Thanks. time to pop the door panels. Should be educational.
 
pretty easy to replace... you should run into too many problems
 
Thanks. time to pop the door panels. Should be educational.

Hey can you do some of us a favor and take some pics of these door panels coming off ?

I'm notorious for breaking plastic fasteners and/or clips.

I just did both my wifes' Olds Alero door handles this weekend after picking up fresh ones from a U-Pull-It yard, ($6.99 each)
and well, let's put it this way, she missing a few clips now!

trade-off, at least the door handles work and aren't laying inside the skin.
who would have thought that behind that little reflector lens on the door, they put a Fn screw?!?! (it broke on one side)
 
The clips on the LS can take a beating.

IMAG0002_zps5bfe81c5.jpg


I've had that thing off at least a dozen times.
 
Rock auto says that a window regulator "before 07/03" is $150, whereas the "from 07/03" regulator costs $75. My vin sticker says Date 12/02. Does that mean I'm stuck for the pat thats twice as much? Wtf could the difference be?
 
One has the motor, the other is just the regulator. Oem sells the same way
 
Rock auto says that a window regulator "before 07/03" is $150, whereas the "from 07/03" regulator costs $75. My vin sticker says Date 12/02. Does that mean I'm stuck for the pat thats twice as much? Wtf could the difference be?

Sorry, by "not too expensive" I was thinking of the gen II regulator without the motor.
 
I have devised a free fix which is accomlished by taping thumbtacks to the window switches.
 
I have devised a free fix which is accomlished by taping thumbtacks to the window switches.
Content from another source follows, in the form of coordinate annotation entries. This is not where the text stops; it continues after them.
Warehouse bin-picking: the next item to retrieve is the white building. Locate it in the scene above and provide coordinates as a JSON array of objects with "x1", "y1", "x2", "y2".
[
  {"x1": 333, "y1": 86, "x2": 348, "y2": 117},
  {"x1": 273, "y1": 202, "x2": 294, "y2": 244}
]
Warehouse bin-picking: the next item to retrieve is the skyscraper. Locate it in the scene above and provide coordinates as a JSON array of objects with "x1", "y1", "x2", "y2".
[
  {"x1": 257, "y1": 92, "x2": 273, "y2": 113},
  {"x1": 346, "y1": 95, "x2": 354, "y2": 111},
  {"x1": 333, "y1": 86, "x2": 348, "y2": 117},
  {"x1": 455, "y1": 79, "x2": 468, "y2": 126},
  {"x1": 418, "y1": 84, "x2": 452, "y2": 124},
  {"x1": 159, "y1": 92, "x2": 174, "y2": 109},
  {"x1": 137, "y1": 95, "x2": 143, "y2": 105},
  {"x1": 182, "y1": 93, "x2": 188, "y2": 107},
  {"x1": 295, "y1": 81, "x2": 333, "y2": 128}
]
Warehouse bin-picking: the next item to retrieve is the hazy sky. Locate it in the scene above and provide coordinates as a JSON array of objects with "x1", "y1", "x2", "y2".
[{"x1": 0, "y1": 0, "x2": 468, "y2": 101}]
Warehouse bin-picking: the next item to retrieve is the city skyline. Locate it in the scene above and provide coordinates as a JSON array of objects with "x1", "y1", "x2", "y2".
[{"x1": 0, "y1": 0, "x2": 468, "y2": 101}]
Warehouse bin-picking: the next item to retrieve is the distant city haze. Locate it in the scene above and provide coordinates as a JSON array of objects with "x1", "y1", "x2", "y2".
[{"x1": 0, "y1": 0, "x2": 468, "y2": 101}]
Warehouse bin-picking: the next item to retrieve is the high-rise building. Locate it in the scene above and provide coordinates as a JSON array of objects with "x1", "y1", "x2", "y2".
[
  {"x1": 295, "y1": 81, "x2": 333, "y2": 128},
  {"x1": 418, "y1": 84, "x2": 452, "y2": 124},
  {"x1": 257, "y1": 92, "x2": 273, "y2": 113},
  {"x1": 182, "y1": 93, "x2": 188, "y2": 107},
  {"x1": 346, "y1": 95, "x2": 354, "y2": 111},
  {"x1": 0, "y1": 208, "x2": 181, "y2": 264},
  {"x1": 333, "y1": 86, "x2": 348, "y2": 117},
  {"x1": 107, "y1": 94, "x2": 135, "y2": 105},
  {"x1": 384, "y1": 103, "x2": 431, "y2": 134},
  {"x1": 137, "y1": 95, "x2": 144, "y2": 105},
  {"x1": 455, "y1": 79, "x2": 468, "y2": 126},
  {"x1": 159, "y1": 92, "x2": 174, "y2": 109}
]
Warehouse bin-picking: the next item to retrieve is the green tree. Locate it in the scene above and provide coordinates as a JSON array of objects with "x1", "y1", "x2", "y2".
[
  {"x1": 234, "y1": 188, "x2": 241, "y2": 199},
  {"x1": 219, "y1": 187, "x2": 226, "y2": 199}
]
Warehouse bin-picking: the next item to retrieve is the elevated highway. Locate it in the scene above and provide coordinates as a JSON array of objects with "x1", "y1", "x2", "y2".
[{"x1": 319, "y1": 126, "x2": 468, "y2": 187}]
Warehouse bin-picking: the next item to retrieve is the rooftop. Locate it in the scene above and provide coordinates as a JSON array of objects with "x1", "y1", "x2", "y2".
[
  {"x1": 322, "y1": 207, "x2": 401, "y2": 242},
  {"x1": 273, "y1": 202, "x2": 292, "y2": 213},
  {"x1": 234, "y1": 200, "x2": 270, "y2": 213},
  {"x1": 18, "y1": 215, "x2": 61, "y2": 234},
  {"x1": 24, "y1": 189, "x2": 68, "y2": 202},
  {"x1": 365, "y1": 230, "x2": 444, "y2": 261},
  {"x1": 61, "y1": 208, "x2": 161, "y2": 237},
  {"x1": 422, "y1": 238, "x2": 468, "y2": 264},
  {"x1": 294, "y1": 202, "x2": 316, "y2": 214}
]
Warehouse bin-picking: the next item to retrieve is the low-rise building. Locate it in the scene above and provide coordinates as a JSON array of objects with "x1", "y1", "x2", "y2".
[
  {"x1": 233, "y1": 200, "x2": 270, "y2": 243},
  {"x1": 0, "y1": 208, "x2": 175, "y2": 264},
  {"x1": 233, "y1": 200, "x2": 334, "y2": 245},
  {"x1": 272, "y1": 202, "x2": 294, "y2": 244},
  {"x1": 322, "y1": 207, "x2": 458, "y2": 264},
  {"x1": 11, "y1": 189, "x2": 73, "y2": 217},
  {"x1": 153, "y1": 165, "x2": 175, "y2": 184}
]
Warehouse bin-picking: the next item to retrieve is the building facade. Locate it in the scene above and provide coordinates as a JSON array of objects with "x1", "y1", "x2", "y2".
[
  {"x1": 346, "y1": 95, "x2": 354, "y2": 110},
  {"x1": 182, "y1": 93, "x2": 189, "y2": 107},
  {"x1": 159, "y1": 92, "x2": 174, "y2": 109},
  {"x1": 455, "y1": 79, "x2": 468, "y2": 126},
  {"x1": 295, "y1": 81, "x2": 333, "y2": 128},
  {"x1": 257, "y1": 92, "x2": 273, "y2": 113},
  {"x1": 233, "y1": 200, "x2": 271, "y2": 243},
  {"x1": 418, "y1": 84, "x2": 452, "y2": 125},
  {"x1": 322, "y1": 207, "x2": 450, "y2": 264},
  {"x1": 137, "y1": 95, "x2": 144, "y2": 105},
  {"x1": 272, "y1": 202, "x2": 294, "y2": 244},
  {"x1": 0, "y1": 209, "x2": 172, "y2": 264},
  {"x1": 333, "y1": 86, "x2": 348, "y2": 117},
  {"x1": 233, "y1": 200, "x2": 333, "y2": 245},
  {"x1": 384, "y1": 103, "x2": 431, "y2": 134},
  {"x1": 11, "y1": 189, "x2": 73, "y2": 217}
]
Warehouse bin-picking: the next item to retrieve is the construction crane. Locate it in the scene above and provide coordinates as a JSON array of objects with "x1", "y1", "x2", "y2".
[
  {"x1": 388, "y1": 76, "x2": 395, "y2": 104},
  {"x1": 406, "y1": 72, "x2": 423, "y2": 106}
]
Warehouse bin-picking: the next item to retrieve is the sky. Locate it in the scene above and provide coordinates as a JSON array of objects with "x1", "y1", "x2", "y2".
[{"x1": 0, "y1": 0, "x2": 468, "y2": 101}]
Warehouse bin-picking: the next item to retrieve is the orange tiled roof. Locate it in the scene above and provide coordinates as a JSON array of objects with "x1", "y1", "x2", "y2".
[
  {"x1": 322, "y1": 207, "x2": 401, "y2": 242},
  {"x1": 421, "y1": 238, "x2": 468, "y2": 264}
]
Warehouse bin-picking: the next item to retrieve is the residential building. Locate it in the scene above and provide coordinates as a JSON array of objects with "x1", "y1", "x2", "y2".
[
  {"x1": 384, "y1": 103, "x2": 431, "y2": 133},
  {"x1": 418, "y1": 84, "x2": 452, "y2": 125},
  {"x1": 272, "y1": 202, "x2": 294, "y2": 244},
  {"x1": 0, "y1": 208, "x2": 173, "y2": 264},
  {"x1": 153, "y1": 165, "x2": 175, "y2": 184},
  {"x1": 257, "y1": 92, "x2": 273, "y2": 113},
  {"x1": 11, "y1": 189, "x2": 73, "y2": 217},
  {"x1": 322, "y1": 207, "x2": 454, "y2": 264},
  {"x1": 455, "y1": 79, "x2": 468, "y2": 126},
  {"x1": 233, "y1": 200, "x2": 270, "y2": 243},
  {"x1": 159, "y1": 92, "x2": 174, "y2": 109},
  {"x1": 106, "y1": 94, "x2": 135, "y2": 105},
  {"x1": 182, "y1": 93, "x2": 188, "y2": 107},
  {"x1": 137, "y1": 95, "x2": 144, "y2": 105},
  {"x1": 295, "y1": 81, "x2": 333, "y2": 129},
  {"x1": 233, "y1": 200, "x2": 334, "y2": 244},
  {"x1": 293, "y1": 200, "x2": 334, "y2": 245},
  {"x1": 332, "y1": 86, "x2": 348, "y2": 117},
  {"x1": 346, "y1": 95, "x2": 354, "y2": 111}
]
Less entertaining, but you could just disconnect the wiring to the motor.
 
its a 2003 (Gen 2) but the Date on the sticker in the door jamb says 12/02. Must have been one of the first off the lines
 
Okay, so you have a 2003. You should have gen II window regulators, but with the 03 model, that may not be certain. It would be best if you took a look at your existing regulator before ordering a new one. Does it have a smart motor (gen II) or not on it?
 
I'm betting this was some manufacturing eff up on behalf of Ford/Lincoln that we the unfortunate consumer now pay for in the way of increased price for limited stock of parts that were only used on the line for 8 months.
 
I'm betting this was some manufacturing eff up on behalf of Ford/Lincoln that we the unfortunate consumer now pay for in the way of increased price for limited stock of parts that were only used on the line for 8 months.

The LS was only made for six years, it shares very few parts with any other cars, and they didn't sell very many of them. We're all screwed on parts.
 
Well, right now when I auto-roll the window up from any position, it will clunk as it gets to the very top/closed position, then roll itself back down to the position it started at (clunking on the way down, too). I am having to feather it up to the closed position without the auto-function.

IMO anything that acts so dumb is usually a broken something smart.

But I will let you know for sure when I get in there.
 
Well, right now when I auto-roll the window up from any position, it will clunk as it gets to the very top/closed position, then roll itself back down to the position it started at (clunking on the way down, too). I am having to feather it up to the closed position without the auto-function.

IMO anything that acts so dumb is usually a broken something smart.

But I will let you know for sure when I get in there.

This may not work since you have a mechanical problem, but give it a try.

Roll the window all the way down. Press the up button fully and hold it. Keep holding it until a few seconds after the window is fully closed. This will reset/recalibrate the current limit in the smart motor.